Equity-Based Compensation

Equity-Based Compensation

        The Company has adopted a long-term incentive plan which it uses to attract and retain qualified officers, directors and employees and currently intends to issue awards only to its independent directors under its long-term incentive plan. The Company will account for its equity-based compensation awards using the fair value method, which requires an estimate of fair value of the award at the time of grant. All fixed equity-based awards to directors, which have no vesting conditions other than time of service, will be amortized to compensation expense over the award's vesting period on a straight-line basis. Equity-based compensation will be classified within general and administrative expenses in the consolidated statements of operations.

Income Taxes

Income Taxes

        The Company intends to elect to be taxed as a REIT under the Internal Revenue Code of 1986, as amended, and intends to operate as such, commencing with the taxable year in which the Company satisfies the minimum offering requirement. The Company expects to have little or no taxable income prior to electing REIT status. To qualify as a REIT, the Company must meet certain organizational and operational requirements, including a requirement to distribute at least 90% of the Company's annual REIT taxable income to its stockholders (which is computed without regard to the dividends-paid deduction or net capital gain and which does not necessarily equal net income as calculated in accordance U.S. GAAP).

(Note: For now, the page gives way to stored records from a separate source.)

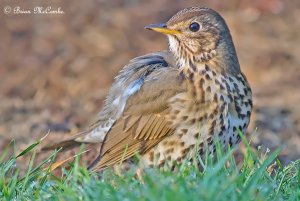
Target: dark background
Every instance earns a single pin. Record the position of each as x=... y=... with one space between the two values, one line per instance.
x=55 y=70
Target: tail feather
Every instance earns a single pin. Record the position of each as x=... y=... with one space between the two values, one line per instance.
x=67 y=144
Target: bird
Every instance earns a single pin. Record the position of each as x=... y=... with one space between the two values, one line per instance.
x=167 y=105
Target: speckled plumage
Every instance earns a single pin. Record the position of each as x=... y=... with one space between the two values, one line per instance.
x=162 y=105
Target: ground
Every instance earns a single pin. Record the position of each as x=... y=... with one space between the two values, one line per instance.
x=55 y=70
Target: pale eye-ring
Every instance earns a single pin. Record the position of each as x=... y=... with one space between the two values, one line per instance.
x=194 y=26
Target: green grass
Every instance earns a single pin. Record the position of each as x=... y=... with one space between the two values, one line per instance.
x=221 y=180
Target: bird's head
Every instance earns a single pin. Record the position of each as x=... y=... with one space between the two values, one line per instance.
x=197 y=35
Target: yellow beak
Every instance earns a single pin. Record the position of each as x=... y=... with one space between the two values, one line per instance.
x=162 y=28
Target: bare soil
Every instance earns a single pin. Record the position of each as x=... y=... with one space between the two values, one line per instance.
x=56 y=69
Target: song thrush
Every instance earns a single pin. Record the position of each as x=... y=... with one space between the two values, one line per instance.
x=163 y=104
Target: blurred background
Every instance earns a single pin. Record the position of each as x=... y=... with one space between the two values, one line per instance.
x=56 y=69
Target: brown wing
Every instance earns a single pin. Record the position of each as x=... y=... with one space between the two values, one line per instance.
x=143 y=124
x=137 y=70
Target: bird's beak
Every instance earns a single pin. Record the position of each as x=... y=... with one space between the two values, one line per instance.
x=162 y=28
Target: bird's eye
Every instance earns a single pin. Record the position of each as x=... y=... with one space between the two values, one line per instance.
x=194 y=27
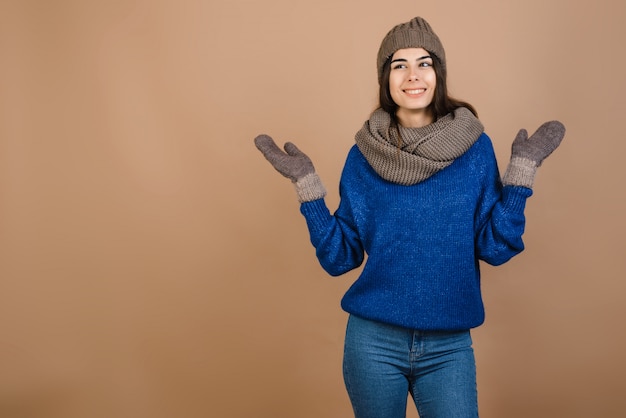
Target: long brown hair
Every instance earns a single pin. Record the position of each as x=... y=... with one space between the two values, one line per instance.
x=442 y=103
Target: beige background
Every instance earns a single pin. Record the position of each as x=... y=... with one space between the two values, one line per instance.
x=152 y=264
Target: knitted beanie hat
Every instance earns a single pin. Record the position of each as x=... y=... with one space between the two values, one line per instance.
x=415 y=33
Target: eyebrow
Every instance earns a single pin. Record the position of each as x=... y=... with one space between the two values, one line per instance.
x=405 y=60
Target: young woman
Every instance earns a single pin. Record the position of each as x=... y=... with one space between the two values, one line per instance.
x=422 y=196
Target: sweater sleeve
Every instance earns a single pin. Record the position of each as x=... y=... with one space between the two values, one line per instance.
x=337 y=244
x=499 y=236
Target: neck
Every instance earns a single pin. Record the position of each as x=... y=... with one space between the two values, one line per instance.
x=414 y=118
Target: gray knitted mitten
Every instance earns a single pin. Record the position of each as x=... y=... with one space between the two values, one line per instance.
x=295 y=165
x=528 y=153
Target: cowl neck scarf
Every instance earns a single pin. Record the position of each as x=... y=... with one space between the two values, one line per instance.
x=408 y=156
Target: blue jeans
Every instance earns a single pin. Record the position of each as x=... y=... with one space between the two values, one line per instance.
x=384 y=363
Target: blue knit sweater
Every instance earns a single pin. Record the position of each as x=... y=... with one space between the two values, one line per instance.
x=423 y=242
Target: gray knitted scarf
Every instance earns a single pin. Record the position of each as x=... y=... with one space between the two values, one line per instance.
x=408 y=156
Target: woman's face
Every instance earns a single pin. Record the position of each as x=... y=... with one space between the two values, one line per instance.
x=412 y=83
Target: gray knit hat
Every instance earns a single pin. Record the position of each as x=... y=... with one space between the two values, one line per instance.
x=415 y=33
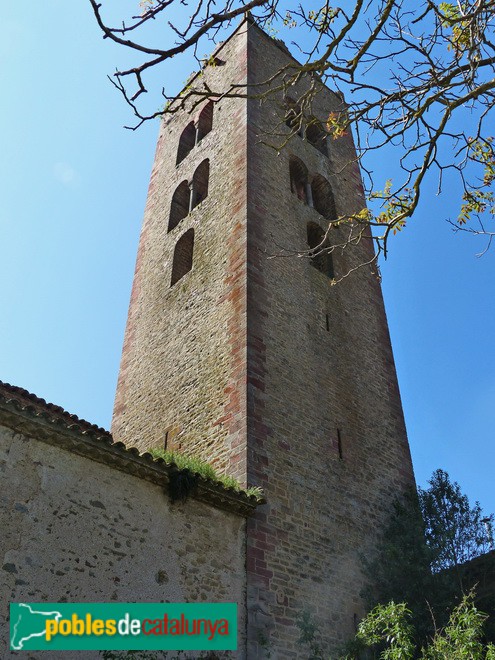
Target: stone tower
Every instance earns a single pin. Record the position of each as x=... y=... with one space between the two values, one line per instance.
x=256 y=362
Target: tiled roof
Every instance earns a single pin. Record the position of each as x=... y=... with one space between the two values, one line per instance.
x=26 y=413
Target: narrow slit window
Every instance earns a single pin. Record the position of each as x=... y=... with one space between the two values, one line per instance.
x=321 y=258
x=293 y=115
x=200 y=183
x=298 y=173
x=187 y=141
x=205 y=121
x=183 y=254
x=323 y=199
x=339 y=444
x=179 y=207
x=316 y=135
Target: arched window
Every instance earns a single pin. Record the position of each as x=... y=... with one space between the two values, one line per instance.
x=183 y=252
x=321 y=259
x=200 y=183
x=299 y=179
x=323 y=200
x=205 y=121
x=186 y=142
x=179 y=207
x=316 y=135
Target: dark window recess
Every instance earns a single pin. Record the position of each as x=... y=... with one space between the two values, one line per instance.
x=205 y=121
x=293 y=115
x=339 y=444
x=179 y=207
x=186 y=142
x=323 y=200
x=200 y=183
x=183 y=252
x=298 y=178
x=316 y=135
x=321 y=259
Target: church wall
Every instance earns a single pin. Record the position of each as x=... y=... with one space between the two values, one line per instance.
x=76 y=530
x=320 y=369
x=182 y=379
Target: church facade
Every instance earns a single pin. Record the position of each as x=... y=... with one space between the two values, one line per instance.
x=239 y=349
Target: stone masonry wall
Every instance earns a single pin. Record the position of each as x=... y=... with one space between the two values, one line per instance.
x=76 y=530
x=183 y=373
x=320 y=367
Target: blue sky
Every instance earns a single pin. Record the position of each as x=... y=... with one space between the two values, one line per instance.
x=73 y=187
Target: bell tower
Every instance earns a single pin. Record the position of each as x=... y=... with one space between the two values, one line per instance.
x=254 y=361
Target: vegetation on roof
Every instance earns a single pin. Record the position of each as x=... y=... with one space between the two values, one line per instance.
x=205 y=470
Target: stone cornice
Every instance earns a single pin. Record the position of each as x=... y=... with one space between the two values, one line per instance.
x=27 y=414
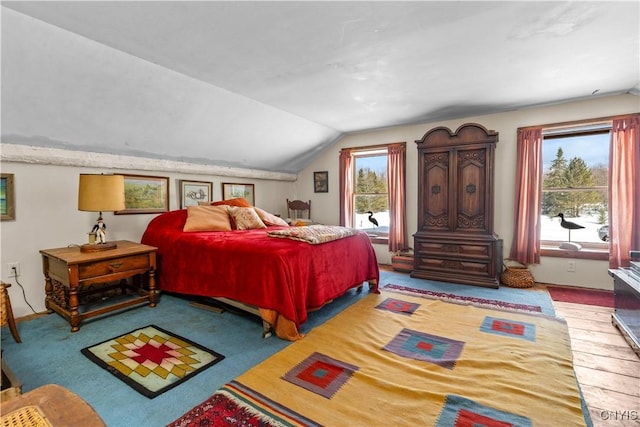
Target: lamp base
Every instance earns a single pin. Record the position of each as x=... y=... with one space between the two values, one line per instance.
x=98 y=247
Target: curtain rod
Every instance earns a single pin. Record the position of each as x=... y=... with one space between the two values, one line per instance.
x=577 y=122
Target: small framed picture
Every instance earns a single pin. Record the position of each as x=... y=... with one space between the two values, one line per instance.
x=321 y=182
x=7 y=198
x=231 y=191
x=193 y=192
x=145 y=194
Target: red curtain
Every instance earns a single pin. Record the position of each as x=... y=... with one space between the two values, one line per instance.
x=346 y=187
x=526 y=230
x=624 y=190
x=397 y=190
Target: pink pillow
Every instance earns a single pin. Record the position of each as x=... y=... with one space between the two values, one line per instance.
x=238 y=201
x=207 y=218
x=245 y=218
x=270 y=219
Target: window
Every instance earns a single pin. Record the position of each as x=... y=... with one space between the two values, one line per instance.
x=372 y=179
x=371 y=195
x=575 y=184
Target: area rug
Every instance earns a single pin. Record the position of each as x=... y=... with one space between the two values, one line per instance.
x=152 y=360
x=398 y=359
x=461 y=299
x=574 y=295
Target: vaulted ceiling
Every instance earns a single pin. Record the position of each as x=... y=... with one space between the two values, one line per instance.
x=267 y=85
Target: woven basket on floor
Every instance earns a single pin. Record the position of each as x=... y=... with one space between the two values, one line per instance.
x=517 y=276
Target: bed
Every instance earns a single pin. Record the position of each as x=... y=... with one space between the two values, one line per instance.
x=282 y=278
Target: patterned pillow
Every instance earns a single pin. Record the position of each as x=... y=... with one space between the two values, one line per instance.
x=270 y=219
x=207 y=218
x=245 y=218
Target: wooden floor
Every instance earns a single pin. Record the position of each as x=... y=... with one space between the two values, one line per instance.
x=607 y=369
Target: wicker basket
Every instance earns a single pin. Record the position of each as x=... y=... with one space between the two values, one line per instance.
x=517 y=276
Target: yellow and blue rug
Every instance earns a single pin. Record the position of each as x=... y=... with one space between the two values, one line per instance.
x=404 y=359
x=152 y=360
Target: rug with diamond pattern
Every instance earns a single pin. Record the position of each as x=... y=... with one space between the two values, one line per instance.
x=152 y=360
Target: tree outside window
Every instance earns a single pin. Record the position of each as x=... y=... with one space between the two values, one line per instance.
x=575 y=184
x=371 y=193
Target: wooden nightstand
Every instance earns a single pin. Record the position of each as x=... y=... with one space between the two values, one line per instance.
x=72 y=277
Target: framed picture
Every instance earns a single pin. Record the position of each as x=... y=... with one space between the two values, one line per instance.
x=231 y=191
x=7 y=200
x=145 y=194
x=192 y=192
x=321 y=182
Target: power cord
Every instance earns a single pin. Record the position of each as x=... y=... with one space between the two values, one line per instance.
x=24 y=295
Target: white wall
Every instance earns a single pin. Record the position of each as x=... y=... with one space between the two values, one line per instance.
x=46 y=198
x=47 y=215
x=551 y=270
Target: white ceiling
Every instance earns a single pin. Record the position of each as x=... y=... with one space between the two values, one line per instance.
x=328 y=68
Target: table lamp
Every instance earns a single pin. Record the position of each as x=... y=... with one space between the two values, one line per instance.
x=100 y=193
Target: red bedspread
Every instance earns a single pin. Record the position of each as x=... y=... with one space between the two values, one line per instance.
x=284 y=275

As a REIT, the Company generally will not be subject to federal income tax to the extent it distributes qualifying dividends to its stockholders. If the Company fails to qualify as a REIT in any taxable year, it will be subject to federal income tax on its taxable income at regular corporate income tax rates and generally will not be permitted to qualify for treatment as a REIT for federal income tax purposes for the four taxable years following the year during which qualification is lost unless the Internal Revenue Service grants the Company relief under certain statutory provisions. Such an event could materially adversely affect the Company's net income and net cash available for distribution to stockholders. However, the Company intends to organize and operate in such a manner as to qualify for treatment as a REIT.

        Because the Company intends to be taxed as a REIT, it may not directly operate healthcare facilities. For certain of the Company's healthcare properties the Company will utilize the TRS structure authorized by the REIT Investment Diversification and Empowerment Act. Under this structure, the Company will lease certain properties to the TRS and the TRS will enter into management contracts, with an "eligible independent contractor," for the operation of such properties.

Recently Issued Pronouncements

Recently Issued Pronouncements

        In May 2011, the Financial Accounting Standards Board issued an accounting update to amend existing guidance concerning fair value measurements and disclosures. The update is intended to achieve common fair value measurements and disclosure requirements under U.S. GAAP and International Financial Reporting Standards and is effective in the first interim or annual period beginning after December 15, 2011. The adoption did not have a material impact on the consolidated financial statements.